What Is The Season Of Easter About?
 

     What would you consider to be the most important festival day in the Christian Church year? Christmas because that is when Jesus was born? Good Friday because that is when Jesus’ died? Though there are many important festival days in the Christian Church, the one that has stood out above the rest is Easter. In this column entitled, “Questions About Christianity”, we will learn why by answering this question: “What is the season of Easter about?”
     In most of the non-English speaking world, the season of Easter is referred to as Pascha. It comes from the Latin and Greek word for the Jewish festival called Passover. During this festival, Jews remembered how God saved them from their slavery in Egypt. This festival foreshadowed how Jesus saved all people from their sins through his perfect life, suffering, death, and resurrection. Since Jesus’ suffering, death, and resurrection took place during the Passover festival, Christians began calling their celebration of Jesus’ resurrection Pascha. Many believe the name Easter was not used for this celebration until around the seventh or eighth century when the English monk, the Venerable Bede, called it Eosturmonap. This name means “Month of Eostre”. During the month of April, the Anglo-Saxons held feasts in honor of their goddess Eostre.
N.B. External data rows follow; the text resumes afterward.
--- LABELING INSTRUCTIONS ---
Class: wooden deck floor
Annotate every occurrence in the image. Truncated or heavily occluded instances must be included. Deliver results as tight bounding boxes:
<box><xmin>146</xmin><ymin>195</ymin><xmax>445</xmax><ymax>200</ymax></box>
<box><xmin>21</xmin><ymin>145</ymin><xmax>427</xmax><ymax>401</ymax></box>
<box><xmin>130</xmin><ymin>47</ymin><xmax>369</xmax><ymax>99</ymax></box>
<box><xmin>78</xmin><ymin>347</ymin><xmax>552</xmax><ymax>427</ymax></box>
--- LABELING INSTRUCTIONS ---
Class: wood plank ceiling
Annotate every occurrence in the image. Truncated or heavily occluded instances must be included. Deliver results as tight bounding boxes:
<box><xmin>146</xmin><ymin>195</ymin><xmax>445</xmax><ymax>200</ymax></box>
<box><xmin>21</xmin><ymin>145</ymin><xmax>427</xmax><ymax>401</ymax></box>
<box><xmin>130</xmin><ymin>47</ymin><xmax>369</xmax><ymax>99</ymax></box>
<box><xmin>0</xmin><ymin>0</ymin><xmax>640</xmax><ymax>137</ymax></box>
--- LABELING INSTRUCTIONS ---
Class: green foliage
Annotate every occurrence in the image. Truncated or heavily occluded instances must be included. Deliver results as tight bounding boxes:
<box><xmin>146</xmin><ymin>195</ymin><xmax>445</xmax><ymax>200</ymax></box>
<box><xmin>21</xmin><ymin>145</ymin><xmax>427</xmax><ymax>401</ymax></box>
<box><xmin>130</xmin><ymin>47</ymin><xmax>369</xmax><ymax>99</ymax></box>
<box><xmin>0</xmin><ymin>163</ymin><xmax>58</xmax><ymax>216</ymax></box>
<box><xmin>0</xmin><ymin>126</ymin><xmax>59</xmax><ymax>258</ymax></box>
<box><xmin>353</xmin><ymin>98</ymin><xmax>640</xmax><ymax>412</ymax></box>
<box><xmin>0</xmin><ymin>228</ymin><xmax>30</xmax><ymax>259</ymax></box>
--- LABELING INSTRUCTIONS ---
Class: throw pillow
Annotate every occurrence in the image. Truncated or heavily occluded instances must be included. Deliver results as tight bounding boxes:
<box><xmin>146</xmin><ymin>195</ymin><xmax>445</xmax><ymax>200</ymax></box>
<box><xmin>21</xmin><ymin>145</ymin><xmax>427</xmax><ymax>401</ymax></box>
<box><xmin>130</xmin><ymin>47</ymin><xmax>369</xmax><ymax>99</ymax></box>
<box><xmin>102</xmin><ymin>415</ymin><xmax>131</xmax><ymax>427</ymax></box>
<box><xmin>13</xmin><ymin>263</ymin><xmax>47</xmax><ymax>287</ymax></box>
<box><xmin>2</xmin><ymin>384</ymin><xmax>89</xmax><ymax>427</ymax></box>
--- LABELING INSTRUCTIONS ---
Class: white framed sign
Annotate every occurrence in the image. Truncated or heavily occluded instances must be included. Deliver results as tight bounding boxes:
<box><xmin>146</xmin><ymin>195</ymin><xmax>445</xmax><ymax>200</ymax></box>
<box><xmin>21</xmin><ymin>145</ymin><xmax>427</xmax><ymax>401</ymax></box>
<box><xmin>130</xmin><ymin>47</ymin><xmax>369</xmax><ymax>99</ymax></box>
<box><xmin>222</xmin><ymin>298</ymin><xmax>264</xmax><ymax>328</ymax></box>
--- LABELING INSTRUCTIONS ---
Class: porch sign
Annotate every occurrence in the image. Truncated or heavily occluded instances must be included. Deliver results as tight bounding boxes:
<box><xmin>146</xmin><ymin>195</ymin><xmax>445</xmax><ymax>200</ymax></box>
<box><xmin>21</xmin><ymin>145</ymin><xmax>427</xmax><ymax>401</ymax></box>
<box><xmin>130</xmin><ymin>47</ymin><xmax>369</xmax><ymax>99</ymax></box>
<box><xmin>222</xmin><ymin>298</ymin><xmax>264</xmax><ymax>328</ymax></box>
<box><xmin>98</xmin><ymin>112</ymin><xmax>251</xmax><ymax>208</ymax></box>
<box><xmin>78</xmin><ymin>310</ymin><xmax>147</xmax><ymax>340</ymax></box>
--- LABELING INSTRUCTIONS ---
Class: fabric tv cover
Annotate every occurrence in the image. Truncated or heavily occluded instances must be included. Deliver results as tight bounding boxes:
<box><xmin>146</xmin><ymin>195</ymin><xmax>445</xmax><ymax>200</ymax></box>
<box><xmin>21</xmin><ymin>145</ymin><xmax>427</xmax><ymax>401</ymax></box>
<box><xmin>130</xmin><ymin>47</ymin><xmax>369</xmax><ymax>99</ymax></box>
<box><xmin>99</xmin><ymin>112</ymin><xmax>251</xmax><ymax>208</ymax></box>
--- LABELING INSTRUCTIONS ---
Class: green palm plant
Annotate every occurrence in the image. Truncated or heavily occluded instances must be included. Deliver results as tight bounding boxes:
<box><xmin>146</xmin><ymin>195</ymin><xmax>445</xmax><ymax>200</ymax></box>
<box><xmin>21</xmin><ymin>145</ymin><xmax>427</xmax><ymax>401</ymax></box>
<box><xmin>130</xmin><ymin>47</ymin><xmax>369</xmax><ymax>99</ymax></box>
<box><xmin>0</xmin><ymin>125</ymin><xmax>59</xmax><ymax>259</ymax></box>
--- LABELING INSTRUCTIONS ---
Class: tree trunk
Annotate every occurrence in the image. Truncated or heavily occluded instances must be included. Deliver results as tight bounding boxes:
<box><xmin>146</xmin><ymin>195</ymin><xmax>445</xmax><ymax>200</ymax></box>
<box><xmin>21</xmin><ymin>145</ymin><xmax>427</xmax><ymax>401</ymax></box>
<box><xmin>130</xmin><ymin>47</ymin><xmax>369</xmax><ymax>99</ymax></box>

In an effort to convert them to Christianity, Christians changed their celebration to celebrate Jesus’ resurrection instead.
     The season of Easter is one of the oldest seasons in the Christian Church year because Jesus’ resurrection from the dead assures all people Jesus defeated the devil, their sins are forgiven, the dead will rise again, and everyone who believes in Jesus as their Savior will go to heaven. At first, Christians just ate a special meal on the Sunday of the Jewish Passover festival since Jesus’ crucifixion and resurrection took place during it. Around the second century, many Christians began to celebrate Jesus’ resurrection on this day instead. By the fourth century, most Christians throughout the Roman Empire were celebrating Easter. Even though most Christians celebrated Easter, they did not all celebrate it on the same day. Many Christians chose to celebrate Easter during the Jewish Passover, which changed every year based on when the first full moon following the vernal equinox occurred. At the end of the second century, some churches celebrated Easter on the day of the Passover, while others celebrated it on the following Sunday. At the Council of Nicea (325 A.D.), it was ruled Easter Sunday would be celebrated on the first Sunday following the first full moon which came after the vernal equinox.
     Gradually throughout this time, the church season of Easter developed. The season of Easter lasts for fifty days. During this season, Christians celebrate how Jesus’ resurrection assures them he defeated the devil, their sins are forgiven, the dead will rise again, and they will go to heaven. Since people receive these blessings through faith, during the season of Easter many Christians remember their baptisms when they were brought to faith. On the fortieth day of the season of Easter, Christians celebrate Jesus’ ascension into heaven.
     The color of the paraments for the season of Easter is white to signify how we are holy through faith in Jesus because of his suffering, death, and resurrection. In addition to this, many Christian churches decorate their churches with Easter lilies as a reminder of how we are holy though faith in Jesus who rose to life. Some churches also light a Paschal candle to remind them of their baptisms.
     Since Jesus’ resurrection on Easter is so important for our salvation, it is no coincidence Christians have celebrated it from very early on. I pray this article helps to make your Easter celebration more joyful and meaningful.